Tom: As Allan said, I play vintage keyboards in Orgöne. I also play guitar in Pramanta with Claudia (Cachemira, Falç de Metzinera) and Baptiste (Brain Pyramid, Fange, Thermic Boogie). This is quite a new project and only one song has been released yet on YouTube (“Track 2”, we still haven’t found a proper name for the song). We are playing fusion/jazz rock/prog music. I also have a few solo side projects, one is named Captain Blind Chameleon and the first album has been released, it’s kind of a mix between riff-filled stoner rock, 70’ prog and vocal harmonies. I also have released another album under my own name (Tom Penaguin) which is an album composed and recorded only using a drum kit and an analog synth (a Moog Matriarch). Those two solo side projects are entirely composed, played and recorded by myself so those will never be played live.
Let’s end this interview with some of your favourite albums. Have you found something new lately you would like to recommend to our readers?
Chloé: ‘Teen Tapes (For Performing Your Own Stunts)’ by Lucy Kruger & The Lost Boys. This one is definitely one of my favorite discoveries of the year. It’s a different type of music but I recommend it. I would also recommend Bent Knee, a band that I discovered recently and like a lot.
Temple Fang, I recommend you the band especially for the great vocals and harmonies they are using. I’m waiting for their next release as the last one is not really representative from what I saw live at Roadburn and Freak Valley. But for sure, it will be huge. ‘Marked for Death’ by Emma Ruth Rundle, a favorite album and artist. I love her universe, what she has to say, how she says it. Buffalo Fuzz’s self-titled is fantastic and so is my oldest favorite album, ‘We Are Him’ by Angels of Light. One of my favorite albums but discovered quite recently is ‘The Miraculous’ by Anna Von Hausswolf. I love to listen to her while I write my song and jump deeply into her voice and emotions. I’m also beginning to do this with Lingua Ignota recently.
Tom: ‘Hellfire’ by Black Midi, and the album before it, ‘Cavalcade’. To me there isn’t another band who’s pushing the boundaries of music as hard as they do. ‘Talk Memory’ by BadBadNotGood, because it sounds beautiful. Any album by Elephant9. Not a new band but I found out about them only recently. They know how to improvise, and they do it a lot. Any album by Kanaan, for the same reasons. ‘Viet Cong’ by Preoccupation. I discovered it last month. This is the perfect blend between pop, shoegaze, math rock and post punk/post rock/noise rock. They are amazing. Bunker Buster is magnificent. Unschooling (both the EP and the album). I still haven’t understood what they are playing and where they are going, and I love it. Sounds like Palm meets Pere Ubu meets Unwound. It’s crazy. The Cardiacs. Please, go listen to them.
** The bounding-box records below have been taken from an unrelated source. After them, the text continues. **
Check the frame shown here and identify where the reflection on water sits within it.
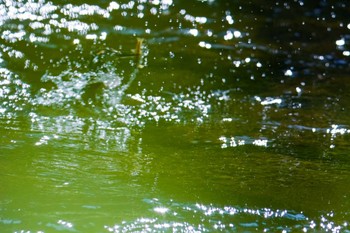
[0,0,350,232]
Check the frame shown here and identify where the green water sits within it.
[0,0,350,232]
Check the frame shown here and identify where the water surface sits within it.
[0,0,350,232]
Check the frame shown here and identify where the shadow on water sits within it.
[0,0,350,232]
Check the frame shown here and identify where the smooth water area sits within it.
[0,0,350,232]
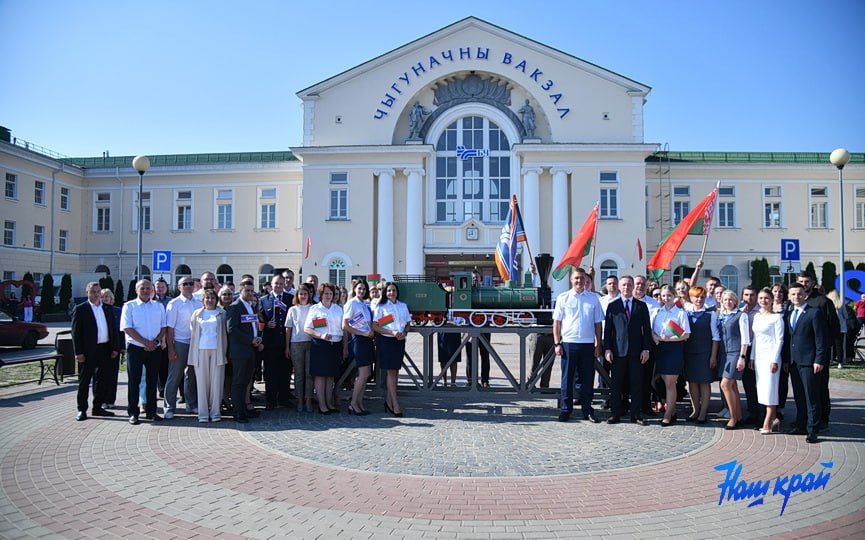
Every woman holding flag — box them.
[652,285,691,427]
[342,279,375,416]
[304,283,343,414]
[372,283,411,417]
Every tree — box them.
[114,279,124,306]
[59,274,72,311]
[39,274,57,313]
[99,276,114,291]
[21,272,33,300]
[805,262,817,283]
[820,261,838,292]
Lali: ‘Abbey Road’ by The Beatles. I think it’s their best. It’s a point where the heaviness and psychedelia of the band is at their best. I could listen to it every day. ‘Humbug’ by Arctic Monkeys. Love the atmosphere, love the production, love how they evolved since the previous album. ‘Amphetamine Ballads’ by The Amazing Snakeheads. This album is the only one this band made before the death of their amazing singer. This album is really dark and explosive. So sad we won’t hear more from them. ‘Metronomie’ by Nino Ferrer, my favorite French singer. Because they are not all as lame as we think, Nino Ferrer was a real soul and rock music lover (this album which opens with a prog rock song), and delivered a unique piece of music in the French musical landscape at the time it came out. ‘Heavy’ by Iron Butterfly, out in 1968, the release of one of the pioneers of heavy rock. I love the mix between the rock atmosphere and the classic influences the band had. I also particularly like the bass lines and the voice of the singer.